Analysis: Discussion has moved on to formulation of €53bn multi-annual bailout

As Greece enters a crucial 24 hours, and the possibility of a breakthrough seems imminent, the scale of the Greek catastrophe cannot be underestimated.

There are no winners in this sorry Greek tale.

Firstly, it must be remembered that just six months ago, there was talk of Greece exiting its four and a half year bailout and returning to private market funding.

Yes, the possibility of a third bailout was always in the background, but growth had returned, the government was returning a primary surplus, and Greece had even managed to raise some short-term cash in the private markets.

READ MORE

The most pessimistic scenario saw Greece returning to markets with the help of a precautionary credit line, or a short-term temporary third bailout before it followed Ireland and Portugal back to economic sovereignty.

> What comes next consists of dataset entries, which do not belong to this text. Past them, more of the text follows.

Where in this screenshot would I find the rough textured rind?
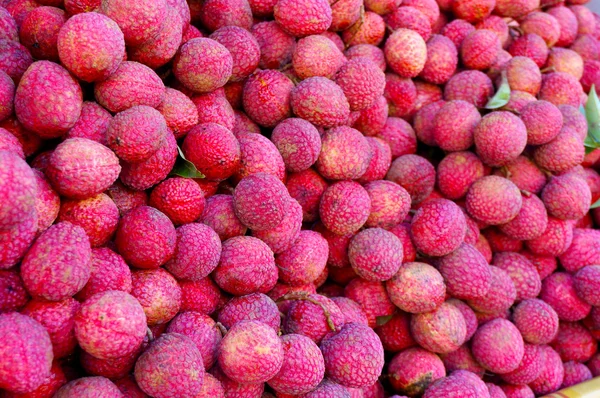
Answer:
[466,176,523,225]
[0,312,53,393]
[131,268,182,326]
[319,181,371,235]
[213,236,277,296]
[268,334,325,395]
[74,290,146,359]
[58,12,125,82]
[54,376,123,398]
[411,199,467,256]
[94,61,165,112]
[99,0,167,46]
[115,206,177,269]
[166,311,223,370]
[134,333,204,398]
[21,222,91,301]
[388,348,446,396]
[290,76,350,128]
[218,321,284,384]
[15,61,83,138]
[385,262,446,314]
[321,323,384,388]
[437,243,492,300]
[540,272,591,322]
[316,126,372,180]
[410,303,467,354]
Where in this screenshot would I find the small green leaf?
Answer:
[171,145,204,178]
[585,85,600,148]
[376,315,394,326]
[485,72,510,109]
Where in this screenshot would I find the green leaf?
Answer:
[171,145,204,178]
[376,315,394,326]
[585,85,600,148]
[485,72,510,109]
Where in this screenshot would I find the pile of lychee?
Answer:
[0,0,600,398]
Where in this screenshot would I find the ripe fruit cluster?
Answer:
[0,0,600,398]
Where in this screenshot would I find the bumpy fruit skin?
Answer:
[19,7,66,61]
[54,376,123,398]
[115,206,177,269]
[460,29,501,70]
[21,222,91,301]
[411,199,467,256]
[290,76,350,128]
[385,262,446,314]
[283,294,345,344]
[94,61,165,112]
[173,37,233,93]
[539,72,583,107]
[501,344,543,384]
[316,126,372,180]
[550,322,598,362]
[271,118,321,172]
[500,194,548,240]
[15,61,83,138]
[473,319,525,374]
[242,70,294,127]
[199,195,247,241]
[0,312,53,393]
[388,348,446,396]
[76,247,131,301]
[21,298,80,358]
[75,290,146,359]
[165,223,221,280]
[529,346,565,395]
[273,0,332,37]
[319,181,371,235]
[410,303,467,354]
[444,70,494,108]
[321,323,384,388]
[128,6,184,69]
[156,87,198,138]
[182,123,240,180]
[385,154,435,204]
[275,231,329,286]
[65,101,112,145]
[99,0,167,46]
[58,194,119,247]
[365,180,410,229]
[466,176,523,225]
[131,268,182,326]
[58,12,125,82]
[268,334,325,395]
[166,311,223,370]
[218,321,284,384]
[45,138,121,199]
[233,173,289,231]
[469,266,517,314]
[493,252,542,301]
[292,35,346,79]
[540,272,591,322]
[437,243,492,300]
[348,228,403,282]
[150,177,205,225]
[335,58,385,111]
[213,236,277,296]
[384,29,427,77]
[134,333,204,398]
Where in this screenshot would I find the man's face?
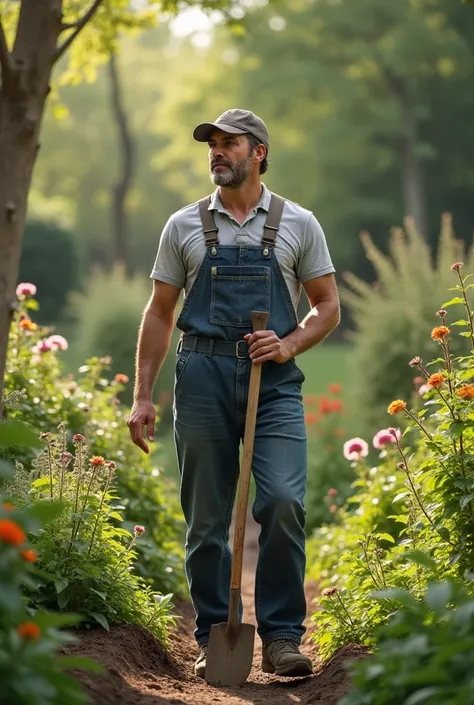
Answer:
[209,130,256,188]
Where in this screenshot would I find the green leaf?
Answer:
[404,686,440,705]
[426,582,452,612]
[29,501,65,525]
[459,494,474,509]
[392,490,410,504]
[401,551,437,570]
[58,590,71,610]
[0,460,14,480]
[441,296,464,308]
[91,612,109,631]
[54,578,69,595]
[375,534,395,543]
[0,419,44,448]
[449,419,465,439]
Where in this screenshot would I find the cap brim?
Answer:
[193,122,247,142]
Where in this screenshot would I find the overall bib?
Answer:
[174,194,306,645]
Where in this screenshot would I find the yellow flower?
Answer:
[387,399,407,415]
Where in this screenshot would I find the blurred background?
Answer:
[19,0,474,506]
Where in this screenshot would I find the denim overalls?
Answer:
[174,194,306,645]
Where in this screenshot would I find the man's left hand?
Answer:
[244,330,291,364]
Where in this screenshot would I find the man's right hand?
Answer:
[127,399,156,453]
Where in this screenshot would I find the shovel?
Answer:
[206,311,270,685]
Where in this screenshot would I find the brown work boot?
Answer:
[262,639,313,678]
[194,644,207,678]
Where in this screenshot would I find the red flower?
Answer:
[0,519,26,546]
[17,622,41,640]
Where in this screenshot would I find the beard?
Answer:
[210,156,252,188]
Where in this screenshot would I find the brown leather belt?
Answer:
[176,335,249,360]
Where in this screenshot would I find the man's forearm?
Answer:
[134,308,174,400]
[283,300,341,357]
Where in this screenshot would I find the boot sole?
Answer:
[262,660,313,678]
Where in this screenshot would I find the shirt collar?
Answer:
[208,184,272,213]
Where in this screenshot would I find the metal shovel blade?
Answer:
[206,622,255,685]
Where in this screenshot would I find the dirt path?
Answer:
[69,520,365,705]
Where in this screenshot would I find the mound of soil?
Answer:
[67,525,367,705]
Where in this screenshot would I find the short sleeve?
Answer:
[150,217,186,289]
[296,213,336,284]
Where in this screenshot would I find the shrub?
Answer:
[339,581,474,705]
[65,266,179,423]
[0,423,102,705]
[304,384,354,534]
[7,425,173,643]
[341,214,474,432]
[19,220,79,325]
[0,284,185,593]
[309,263,474,656]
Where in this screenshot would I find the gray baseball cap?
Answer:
[193,108,269,149]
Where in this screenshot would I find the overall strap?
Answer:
[262,193,285,247]
[199,196,219,245]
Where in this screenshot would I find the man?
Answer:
[128,109,340,677]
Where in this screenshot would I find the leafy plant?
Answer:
[339,581,474,705]
[8,425,174,643]
[0,284,185,593]
[341,214,474,429]
[0,422,102,705]
[309,262,474,656]
[304,384,354,535]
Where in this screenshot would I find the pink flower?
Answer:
[16,282,36,296]
[372,428,401,450]
[344,438,369,460]
[33,338,51,352]
[48,335,69,350]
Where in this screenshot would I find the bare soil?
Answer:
[67,519,367,705]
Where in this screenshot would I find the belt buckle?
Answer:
[235,340,248,360]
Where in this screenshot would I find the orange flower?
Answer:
[18,622,41,639]
[20,318,38,331]
[387,399,407,415]
[21,548,38,563]
[457,384,474,399]
[431,326,451,340]
[0,519,26,546]
[428,372,444,389]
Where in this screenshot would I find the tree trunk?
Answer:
[0,0,62,405]
[109,49,135,275]
[399,97,428,237]
[384,68,428,237]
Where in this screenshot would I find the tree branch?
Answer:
[0,18,13,83]
[54,0,102,62]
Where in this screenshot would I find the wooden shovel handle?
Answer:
[229,311,270,623]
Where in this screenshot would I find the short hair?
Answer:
[247,133,269,174]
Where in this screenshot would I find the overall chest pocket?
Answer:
[210,265,270,328]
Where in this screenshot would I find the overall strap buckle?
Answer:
[262,193,285,247]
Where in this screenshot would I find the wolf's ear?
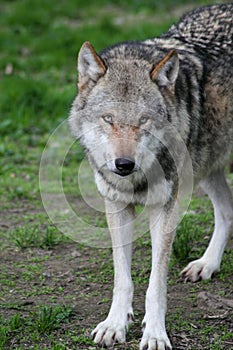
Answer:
[150,50,179,87]
[78,41,106,90]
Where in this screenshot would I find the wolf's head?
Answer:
[70,42,179,182]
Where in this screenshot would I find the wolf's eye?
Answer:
[139,115,149,125]
[102,114,113,124]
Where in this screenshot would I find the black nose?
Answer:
[115,158,135,176]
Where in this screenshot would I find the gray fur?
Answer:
[69,4,233,350]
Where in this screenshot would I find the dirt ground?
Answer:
[0,204,233,350]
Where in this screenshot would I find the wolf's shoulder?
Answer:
[162,3,233,55]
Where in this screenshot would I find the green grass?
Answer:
[0,0,233,350]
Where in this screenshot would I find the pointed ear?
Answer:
[78,41,106,90]
[150,50,179,87]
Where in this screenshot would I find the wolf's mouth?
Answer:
[113,158,137,176]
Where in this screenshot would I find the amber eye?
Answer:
[139,115,149,125]
[102,114,113,124]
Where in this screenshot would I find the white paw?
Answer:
[181,258,220,282]
[91,314,133,347]
[140,325,172,350]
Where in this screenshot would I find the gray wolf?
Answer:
[69,4,233,350]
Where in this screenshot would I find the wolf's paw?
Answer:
[139,325,172,350]
[91,314,133,347]
[181,258,220,282]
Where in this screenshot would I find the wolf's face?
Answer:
[70,43,179,177]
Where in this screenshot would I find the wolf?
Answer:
[69,4,233,350]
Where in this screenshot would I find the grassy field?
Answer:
[0,0,233,350]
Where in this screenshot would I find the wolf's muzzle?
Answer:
[115,158,135,176]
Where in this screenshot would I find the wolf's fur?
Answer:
[70,4,233,350]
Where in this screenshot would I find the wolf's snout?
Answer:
[115,158,135,176]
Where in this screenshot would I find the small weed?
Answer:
[34,306,71,334]
[9,225,62,249]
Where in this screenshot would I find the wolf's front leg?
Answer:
[140,210,175,350]
[92,200,134,346]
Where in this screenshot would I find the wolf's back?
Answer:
[163,3,233,57]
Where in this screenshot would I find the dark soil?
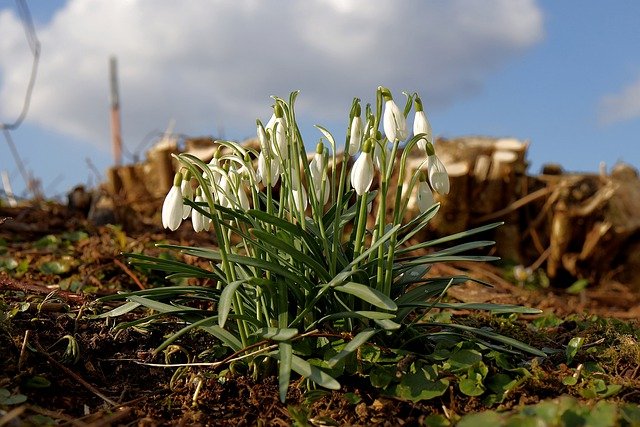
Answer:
[0,204,640,426]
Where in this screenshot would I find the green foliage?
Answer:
[457,396,640,427]
[97,88,545,402]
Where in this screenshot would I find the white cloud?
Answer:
[0,0,543,146]
[600,77,640,124]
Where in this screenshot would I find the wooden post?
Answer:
[109,56,122,166]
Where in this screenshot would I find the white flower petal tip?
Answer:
[162,185,183,231]
[351,153,373,196]
[413,111,433,151]
[382,99,407,142]
[349,116,363,156]
[427,154,450,195]
[416,181,436,213]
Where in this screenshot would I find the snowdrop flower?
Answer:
[309,142,329,206]
[382,88,407,142]
[191,187,211,233]
[289,165,309,211]
[180,169,193,219]
[217,168,238,208]
[416,174,435,213]
[237,185,251,211]
[256,150,280,187]
[162,172,183,231]
[351,140,373,196]
[229,164,251,211]
[258,112,276,136]
[271,105,289,161]
[413,96,433,151]
[427,154,449,195]
[349,104,362,156]
[373,140,391,171]
[291,187,309,212]
[208,146,222,187]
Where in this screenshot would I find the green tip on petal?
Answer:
[273,104,284,119]
[173,172,182,187]
[362,139,373,153]
[425,141,436,156]
[415,95,424,112]
[378,86,393,101]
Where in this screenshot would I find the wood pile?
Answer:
[103,137,640,289]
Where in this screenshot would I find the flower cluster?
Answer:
[162,87,449,232]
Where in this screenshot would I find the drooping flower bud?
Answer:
[413,96,433,151]
[349,104,362,156]
[180,169,193,219]
[382,88,407,142]
[416,173,435,213]
[427,154,449,195]
[191,187,211,233]
[272,104,289,161]
[351,140,373,196]
[162,172,183,231]
[309,142,329,206]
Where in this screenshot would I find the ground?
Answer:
[0,203,640,426]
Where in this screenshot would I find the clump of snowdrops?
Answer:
[97,87,539,400]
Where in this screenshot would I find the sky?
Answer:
[0,0,640,197]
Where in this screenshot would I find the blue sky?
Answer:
[0,0,640,196]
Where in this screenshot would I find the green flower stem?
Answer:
[328,141,349,276]
[176,154,249,346]
[353,193,367,270]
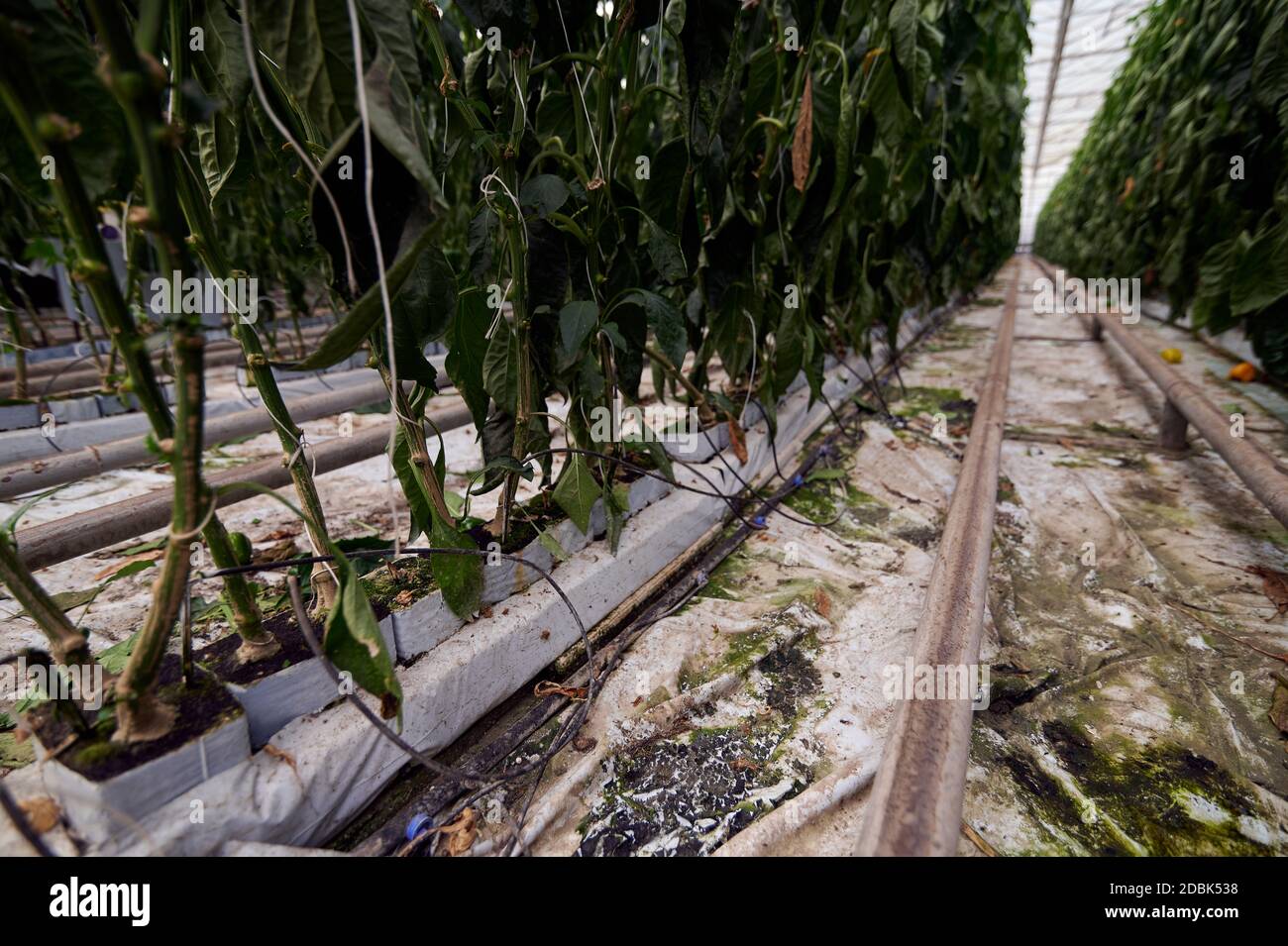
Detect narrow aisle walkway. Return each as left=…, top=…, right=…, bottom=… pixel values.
left=435, top=259, right=1288, bottom=855
left=966, top=260, right=1288, bottom=853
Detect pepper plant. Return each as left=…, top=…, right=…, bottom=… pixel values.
left=1034, top=0, right=1288, bottom=381
left=0, top=0, right=1027, bottom=746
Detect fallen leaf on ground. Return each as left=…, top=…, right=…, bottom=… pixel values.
left=434, top=808, right=480, bottom=857
left=1245, top=565, right=1288, bottom=620
left=265, top=743, right=300, bottom=779
left=94, top=549, right=163, bottom=581
left=250, top=538, right=299, bottom=565
left=729, top=417, right=747, bottom=464
left=263, top=525, right=300, bottom=542
left=532, top=680, right=587, bottom=700
left=1270, top=674, right=1288, bottom=735
left=814, top=588, right=832, bottom=618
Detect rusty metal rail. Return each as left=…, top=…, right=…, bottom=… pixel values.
left=858, top=267, right=1019, bottom=856
left=1033, top=257, right=1288, bottom=526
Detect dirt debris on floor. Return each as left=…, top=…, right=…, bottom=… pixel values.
left=469, top=263, right=1288, bottom=855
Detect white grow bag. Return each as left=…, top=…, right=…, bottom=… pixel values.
left=0, top=299, right=937, bottom=855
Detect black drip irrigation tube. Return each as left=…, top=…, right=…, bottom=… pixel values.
left=353, top=390, right=875, bottom=856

Six months later, the IMF and European taxpayers are being asked to give Greece at least €53.5 billion in loans as part of a rescue programme lasting until 2018.

Thus while the latest proposals submitted by Greece suggest that Alexis Tsipras has capitulated to most of the demands proposed by creditors two weeks ago - including the most controversial requests on pensions and tax rates - this is not surprising.

The goal posts have changed since two weeks ago. Back then, the negotiations were about extending the exiting second bailout, probably until the autumn.

Now with the expiration of the second programme last week, the discussion has become about formulating an entire new multi-billion and multi-annual bailout programme.

It is not surprising that Greece has to concede to changes on reforms - the surprise will be if the lenders don’t demand further measures in light of the fact that the economic needs of the country have deepened so dramatically over the last two weeks.

Politically, the last six months have been disastrous for Mr Tsipras. Elected on a promise to end austerity, he is now actively seeking a new bailout programme with more punishing terms than the last, shackling his country to a further three years of economic dependency.

Syriza’s dire mishandling of events since assuming power in Athens have directly contributed to the worsening economic situation in Greece, forcing Greece to ask for another bailout.

That No voters in last weekend’s referendum are now being told they must sign up to much harsher austerity measures that the Greek government had proposed last week, makes a mockery of the ballot.

There is also the broader political question of how Mr Tsipras, an avowed Marxist, can stand over a bailout programme based on further fiscal consolidation.

The only beacon of hope for the Greek Prime Minister is that he secures a significant debt writedown, something that is far from certain given resistance in most member states.

So who are the winners and losers in this protracted battle? Both sides have lost considerably. European taxpayers are now being asked to provide billions of euros in extra loans for Greece, though the fact that there is no debt writedown on the table at this point means that their current commitments to Greece appear safe.

Syriza has lost political credibility as it has delivered a more punishing programme for its citizens than it inherited and has yet to secure any commitments on debt write-off.

The biggest losers remain the Greek people who have been consistently failed by their politicians, both from the right and the left, and the EU institutions over the last six years.

Even TD Paul Murphy’s affection for Syriza seems to be under threat. In a Facebook post the Anti Austerity Alliance TD said that the left within Syriza should not be blackmailed. “The Greek people did not vote on Sunday to say No to one austerity programme, only to have another (possibly worse) programme forced upon them.”

Whatever the outcome of the negotiations over the next few days, the only certainty that Greece is facing years of further economic retrenchment in the coming years as the economic implications of the last few months are felt.